What does mean in fact to diagonalize a bilinear form?

Question

I am studying some linear algebra and I've learned one algorithm to transform a bilinear symmetric form in a diagonal matrix, i.e., it is a sum of squares. But to do this, I am using a kind of Gramm-Schimdt process, I mean:

Take $\{e_1,\ldots,e_n\}$ basis for $V$ a vector field, and consider $f : V\times V \to V$ a symmetric bilinear form. How to find a basis in a such way that $f$ is a sum of squares?

What I've learned is:

Take $e_1$, then make:

$v_1 = e_1.$

Do then

$$v_2 = e_2 - \frac{f(v_1,e_2)}{f(v_1,v_1)}v_1,$$

$$v_3 = e_3 - \frac{f(v_1,e_3)}{f(v_1,v_1)}v_1 - \frac{f(v_2,e_3)}{f(v_2,v_2)}v_2$$

proceed as the same way. Then we get the searched basis.
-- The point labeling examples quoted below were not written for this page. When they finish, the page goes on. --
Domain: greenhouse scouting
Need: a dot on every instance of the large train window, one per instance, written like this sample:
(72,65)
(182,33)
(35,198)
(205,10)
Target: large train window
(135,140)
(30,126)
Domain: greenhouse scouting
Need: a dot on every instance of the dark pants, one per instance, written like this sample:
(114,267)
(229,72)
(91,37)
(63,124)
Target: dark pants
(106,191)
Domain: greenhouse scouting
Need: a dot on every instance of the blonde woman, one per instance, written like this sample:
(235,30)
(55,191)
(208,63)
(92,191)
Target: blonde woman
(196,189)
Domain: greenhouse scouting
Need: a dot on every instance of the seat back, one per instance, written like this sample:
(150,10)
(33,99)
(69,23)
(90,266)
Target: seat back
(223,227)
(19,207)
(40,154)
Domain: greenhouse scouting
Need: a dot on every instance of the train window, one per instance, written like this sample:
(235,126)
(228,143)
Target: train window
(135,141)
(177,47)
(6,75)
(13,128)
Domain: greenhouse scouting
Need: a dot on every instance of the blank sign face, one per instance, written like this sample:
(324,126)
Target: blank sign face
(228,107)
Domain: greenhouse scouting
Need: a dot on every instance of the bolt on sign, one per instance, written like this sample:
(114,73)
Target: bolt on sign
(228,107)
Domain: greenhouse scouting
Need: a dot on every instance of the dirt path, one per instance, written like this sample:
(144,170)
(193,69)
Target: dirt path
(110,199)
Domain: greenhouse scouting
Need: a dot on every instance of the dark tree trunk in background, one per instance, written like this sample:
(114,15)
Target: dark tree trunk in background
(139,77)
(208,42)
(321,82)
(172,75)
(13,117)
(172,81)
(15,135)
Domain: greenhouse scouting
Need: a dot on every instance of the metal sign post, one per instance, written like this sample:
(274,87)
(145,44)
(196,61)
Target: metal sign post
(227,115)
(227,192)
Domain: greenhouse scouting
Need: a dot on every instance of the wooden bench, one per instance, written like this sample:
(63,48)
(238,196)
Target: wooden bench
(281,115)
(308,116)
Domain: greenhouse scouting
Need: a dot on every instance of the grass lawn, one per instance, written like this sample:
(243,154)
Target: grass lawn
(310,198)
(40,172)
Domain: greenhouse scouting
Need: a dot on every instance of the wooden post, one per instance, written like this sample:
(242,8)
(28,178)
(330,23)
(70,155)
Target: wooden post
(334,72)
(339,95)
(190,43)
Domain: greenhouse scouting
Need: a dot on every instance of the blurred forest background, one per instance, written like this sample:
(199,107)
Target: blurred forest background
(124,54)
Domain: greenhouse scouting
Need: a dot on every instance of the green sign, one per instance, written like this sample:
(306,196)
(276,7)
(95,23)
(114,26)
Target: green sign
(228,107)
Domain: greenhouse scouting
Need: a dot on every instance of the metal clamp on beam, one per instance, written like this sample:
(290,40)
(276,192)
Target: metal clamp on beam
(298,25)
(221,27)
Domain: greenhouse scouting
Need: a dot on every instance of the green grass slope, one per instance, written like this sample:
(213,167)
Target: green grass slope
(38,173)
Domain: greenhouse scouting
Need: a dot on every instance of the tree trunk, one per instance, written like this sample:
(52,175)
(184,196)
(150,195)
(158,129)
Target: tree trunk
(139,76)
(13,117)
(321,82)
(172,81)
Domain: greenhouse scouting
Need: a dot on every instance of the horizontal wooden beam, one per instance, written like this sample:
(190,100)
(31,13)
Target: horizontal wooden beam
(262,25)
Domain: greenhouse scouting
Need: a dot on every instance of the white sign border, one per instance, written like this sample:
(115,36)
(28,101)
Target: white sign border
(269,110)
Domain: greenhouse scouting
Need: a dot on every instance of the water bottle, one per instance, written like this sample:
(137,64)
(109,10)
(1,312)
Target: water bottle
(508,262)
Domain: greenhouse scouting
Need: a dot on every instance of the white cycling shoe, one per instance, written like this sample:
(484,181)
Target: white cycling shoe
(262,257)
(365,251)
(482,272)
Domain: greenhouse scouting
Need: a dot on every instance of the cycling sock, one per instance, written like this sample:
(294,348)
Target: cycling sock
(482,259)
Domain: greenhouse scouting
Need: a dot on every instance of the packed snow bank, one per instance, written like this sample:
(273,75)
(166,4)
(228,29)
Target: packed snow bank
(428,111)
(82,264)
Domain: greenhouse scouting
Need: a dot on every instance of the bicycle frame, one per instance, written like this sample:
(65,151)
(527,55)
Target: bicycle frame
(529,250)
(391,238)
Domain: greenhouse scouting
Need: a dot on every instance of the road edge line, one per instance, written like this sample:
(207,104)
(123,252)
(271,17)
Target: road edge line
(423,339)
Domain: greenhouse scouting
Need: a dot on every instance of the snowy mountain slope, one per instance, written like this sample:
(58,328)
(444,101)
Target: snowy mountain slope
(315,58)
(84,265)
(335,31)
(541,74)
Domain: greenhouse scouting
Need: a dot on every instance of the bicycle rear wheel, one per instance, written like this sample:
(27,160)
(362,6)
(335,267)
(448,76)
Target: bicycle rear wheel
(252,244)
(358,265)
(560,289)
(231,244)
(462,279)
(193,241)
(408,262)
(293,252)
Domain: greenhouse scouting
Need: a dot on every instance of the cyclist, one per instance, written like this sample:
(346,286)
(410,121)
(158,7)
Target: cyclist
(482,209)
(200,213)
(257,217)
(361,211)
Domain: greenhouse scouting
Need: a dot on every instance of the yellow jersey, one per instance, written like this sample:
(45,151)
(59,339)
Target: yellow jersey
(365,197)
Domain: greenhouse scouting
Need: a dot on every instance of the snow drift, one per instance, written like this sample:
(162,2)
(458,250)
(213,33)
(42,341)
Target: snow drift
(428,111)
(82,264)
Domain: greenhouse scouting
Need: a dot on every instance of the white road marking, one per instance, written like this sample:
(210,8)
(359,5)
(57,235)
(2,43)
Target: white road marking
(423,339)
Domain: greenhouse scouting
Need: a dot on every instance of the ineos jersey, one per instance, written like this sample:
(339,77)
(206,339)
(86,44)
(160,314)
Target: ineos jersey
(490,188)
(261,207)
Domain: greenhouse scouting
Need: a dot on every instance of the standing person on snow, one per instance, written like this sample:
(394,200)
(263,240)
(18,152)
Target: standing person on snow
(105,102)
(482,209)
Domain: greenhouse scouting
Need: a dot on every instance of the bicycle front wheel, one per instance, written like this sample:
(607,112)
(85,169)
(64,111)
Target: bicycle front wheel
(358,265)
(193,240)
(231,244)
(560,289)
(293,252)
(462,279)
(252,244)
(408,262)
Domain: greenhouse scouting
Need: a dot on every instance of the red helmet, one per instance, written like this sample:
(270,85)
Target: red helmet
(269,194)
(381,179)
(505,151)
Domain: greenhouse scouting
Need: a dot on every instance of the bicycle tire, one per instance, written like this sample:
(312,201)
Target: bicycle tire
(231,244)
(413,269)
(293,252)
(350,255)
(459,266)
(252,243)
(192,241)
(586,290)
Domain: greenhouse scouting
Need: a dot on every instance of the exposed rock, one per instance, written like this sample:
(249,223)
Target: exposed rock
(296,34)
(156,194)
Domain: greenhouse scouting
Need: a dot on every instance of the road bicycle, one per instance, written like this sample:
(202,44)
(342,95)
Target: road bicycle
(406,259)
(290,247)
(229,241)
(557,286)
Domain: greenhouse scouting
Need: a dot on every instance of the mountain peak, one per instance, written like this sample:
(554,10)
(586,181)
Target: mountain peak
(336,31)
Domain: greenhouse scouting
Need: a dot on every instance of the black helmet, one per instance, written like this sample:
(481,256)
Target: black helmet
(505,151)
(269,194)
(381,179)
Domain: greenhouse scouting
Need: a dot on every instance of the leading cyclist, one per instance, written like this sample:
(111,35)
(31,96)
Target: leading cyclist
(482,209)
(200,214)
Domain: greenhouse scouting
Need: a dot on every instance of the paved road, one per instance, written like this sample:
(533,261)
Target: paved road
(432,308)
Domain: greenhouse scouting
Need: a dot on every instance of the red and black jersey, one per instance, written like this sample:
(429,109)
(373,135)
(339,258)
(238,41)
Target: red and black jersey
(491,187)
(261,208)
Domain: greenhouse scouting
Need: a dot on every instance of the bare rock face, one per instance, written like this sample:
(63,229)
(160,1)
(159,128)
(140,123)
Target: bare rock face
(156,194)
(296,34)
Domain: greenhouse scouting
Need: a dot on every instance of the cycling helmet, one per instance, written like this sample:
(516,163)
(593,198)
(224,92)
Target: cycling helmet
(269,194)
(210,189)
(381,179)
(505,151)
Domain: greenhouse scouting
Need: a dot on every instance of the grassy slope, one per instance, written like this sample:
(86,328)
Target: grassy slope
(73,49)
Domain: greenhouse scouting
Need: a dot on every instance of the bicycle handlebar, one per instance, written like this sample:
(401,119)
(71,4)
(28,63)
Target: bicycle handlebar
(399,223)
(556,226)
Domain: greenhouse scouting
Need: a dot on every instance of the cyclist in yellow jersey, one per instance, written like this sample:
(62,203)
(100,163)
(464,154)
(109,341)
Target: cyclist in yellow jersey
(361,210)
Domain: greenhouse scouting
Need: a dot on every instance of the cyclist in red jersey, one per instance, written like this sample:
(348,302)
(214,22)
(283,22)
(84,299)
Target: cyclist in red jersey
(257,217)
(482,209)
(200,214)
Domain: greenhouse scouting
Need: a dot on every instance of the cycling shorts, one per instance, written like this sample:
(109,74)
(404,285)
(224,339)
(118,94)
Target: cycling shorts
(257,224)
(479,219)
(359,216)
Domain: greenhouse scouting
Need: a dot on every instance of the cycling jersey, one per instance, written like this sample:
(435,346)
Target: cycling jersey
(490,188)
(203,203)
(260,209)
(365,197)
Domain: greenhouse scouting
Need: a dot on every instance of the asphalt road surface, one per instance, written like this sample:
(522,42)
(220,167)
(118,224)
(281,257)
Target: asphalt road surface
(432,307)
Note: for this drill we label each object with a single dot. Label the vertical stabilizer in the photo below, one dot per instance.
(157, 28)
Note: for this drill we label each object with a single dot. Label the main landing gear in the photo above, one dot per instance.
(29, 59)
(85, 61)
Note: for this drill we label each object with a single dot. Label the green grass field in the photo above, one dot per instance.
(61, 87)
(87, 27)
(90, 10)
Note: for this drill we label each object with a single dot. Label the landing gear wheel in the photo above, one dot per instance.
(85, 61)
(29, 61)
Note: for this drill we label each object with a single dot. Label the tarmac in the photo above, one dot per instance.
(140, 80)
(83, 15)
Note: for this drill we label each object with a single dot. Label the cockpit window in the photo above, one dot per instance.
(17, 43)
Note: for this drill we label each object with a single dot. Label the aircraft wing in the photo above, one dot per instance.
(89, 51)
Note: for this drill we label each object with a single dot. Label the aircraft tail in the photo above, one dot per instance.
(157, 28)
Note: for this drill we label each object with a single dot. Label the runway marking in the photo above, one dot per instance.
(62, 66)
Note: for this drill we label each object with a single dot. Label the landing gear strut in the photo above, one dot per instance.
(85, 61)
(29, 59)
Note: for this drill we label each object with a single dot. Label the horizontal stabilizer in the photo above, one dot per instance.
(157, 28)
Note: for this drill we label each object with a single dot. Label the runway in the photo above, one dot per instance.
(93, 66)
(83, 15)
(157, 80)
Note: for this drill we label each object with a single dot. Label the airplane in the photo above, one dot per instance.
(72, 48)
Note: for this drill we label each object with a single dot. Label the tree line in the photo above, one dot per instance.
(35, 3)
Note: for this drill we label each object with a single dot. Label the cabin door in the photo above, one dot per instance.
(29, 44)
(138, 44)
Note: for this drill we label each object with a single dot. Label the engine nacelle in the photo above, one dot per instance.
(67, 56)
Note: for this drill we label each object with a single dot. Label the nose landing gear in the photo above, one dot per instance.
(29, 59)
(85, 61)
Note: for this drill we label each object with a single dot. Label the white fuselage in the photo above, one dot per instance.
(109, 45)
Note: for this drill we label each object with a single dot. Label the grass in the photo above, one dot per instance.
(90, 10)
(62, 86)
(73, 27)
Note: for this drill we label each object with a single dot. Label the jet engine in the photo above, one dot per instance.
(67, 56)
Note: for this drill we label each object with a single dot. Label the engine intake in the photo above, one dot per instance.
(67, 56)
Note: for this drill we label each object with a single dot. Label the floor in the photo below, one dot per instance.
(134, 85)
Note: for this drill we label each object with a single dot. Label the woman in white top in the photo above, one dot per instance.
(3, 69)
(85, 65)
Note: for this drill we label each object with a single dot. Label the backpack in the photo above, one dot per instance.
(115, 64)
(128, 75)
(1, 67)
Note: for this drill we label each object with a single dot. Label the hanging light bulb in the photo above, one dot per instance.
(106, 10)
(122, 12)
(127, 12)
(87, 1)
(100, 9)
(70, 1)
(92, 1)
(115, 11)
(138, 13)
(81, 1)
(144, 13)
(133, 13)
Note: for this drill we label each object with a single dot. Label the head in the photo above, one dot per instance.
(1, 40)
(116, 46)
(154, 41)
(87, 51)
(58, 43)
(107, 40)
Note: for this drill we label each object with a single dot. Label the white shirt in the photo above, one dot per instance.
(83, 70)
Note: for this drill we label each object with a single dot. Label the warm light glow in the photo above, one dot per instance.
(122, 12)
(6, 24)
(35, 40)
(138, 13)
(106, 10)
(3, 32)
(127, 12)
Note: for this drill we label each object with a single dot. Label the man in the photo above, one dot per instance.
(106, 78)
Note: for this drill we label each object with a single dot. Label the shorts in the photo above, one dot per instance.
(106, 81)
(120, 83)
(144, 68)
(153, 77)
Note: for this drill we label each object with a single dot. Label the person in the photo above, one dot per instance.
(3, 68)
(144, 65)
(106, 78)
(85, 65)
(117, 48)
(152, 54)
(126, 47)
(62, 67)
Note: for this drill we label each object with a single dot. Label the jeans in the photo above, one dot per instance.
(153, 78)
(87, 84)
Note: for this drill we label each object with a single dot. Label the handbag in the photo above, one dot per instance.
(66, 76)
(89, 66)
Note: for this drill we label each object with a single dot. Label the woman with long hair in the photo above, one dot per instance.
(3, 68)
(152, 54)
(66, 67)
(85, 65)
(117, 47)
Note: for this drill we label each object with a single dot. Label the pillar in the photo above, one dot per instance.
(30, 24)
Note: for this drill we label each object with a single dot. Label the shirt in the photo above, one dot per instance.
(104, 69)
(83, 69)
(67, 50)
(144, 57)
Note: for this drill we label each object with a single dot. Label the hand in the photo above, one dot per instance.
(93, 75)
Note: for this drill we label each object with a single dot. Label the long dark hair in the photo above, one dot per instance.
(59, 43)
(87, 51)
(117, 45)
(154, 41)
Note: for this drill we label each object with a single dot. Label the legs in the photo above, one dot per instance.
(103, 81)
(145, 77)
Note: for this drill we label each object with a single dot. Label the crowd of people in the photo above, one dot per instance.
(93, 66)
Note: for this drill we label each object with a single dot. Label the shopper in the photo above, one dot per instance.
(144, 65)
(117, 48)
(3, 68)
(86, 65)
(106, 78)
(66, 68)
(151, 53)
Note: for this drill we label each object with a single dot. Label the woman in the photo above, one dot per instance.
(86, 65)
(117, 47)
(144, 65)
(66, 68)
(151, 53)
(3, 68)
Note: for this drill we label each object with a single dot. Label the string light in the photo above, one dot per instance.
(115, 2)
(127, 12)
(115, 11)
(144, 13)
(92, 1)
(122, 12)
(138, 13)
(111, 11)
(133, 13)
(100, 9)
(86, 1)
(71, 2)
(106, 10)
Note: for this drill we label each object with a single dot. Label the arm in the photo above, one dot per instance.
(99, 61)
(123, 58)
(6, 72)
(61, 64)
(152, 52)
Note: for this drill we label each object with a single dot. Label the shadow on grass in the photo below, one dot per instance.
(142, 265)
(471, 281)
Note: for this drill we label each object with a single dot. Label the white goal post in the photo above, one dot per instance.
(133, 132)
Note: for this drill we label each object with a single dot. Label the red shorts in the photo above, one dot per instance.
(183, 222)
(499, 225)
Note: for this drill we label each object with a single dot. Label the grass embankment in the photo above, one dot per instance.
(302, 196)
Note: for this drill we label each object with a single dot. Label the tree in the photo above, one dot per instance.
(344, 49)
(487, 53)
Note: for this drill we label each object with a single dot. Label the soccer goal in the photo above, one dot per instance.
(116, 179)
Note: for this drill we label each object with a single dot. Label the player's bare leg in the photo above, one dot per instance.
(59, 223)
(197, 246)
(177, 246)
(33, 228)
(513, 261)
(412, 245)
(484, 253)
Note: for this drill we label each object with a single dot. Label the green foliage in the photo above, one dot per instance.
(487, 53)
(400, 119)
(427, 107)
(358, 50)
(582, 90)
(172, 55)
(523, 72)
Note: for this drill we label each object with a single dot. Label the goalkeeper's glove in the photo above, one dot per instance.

But my question is, how to do this procedure using only the matrix of $f$? Is this equivalent to find a basis formed by eingenvectors?

Answer 1

Leonardo,

As Will Jagy's comment points out, possibly one subtle point in your question is 'the matrix of $f$': given a square matrix $A$ on $\mathbb R^n$ (let us keep real for simplicity), you get a bilinear form $$f_A(x,y)=\langle Ax,y\rangle,$$ where $\langle,\rangle$ is the standard Euclidean product on $\mathbb R^n$. On the other hand, given a symmetric bilinear form $f:\mathbb R^n\times\mathbb R^n\to \mathbb R$, one get a unique (symmetric) matrix $A=\{a_{ij}\}$ by setting $$a_{ij}=f (e_i,e_j)$$ ($\{e_i\}$ the standard basis in $\mathbb R^n$.) In this case it is easy to see that $f=f_A$. In particular, if $\{v_i\}$ is a set of ortonormal eigenvectors of $A$, $Av_i=\lambda_i v_i$, $$f(v_i,v_j)=\langle Av_i,v_j\rangle=\lambda_i\langle v_i,v_j\rangle=\lambda_i\delta_{ij}.$$

When you proceed as Gram-Schmidt, you are actually considering $f$ as a (possibly non-definite degenerate) inner product.

Does it answer your question? I can't understand what do you mean by a sum of squares.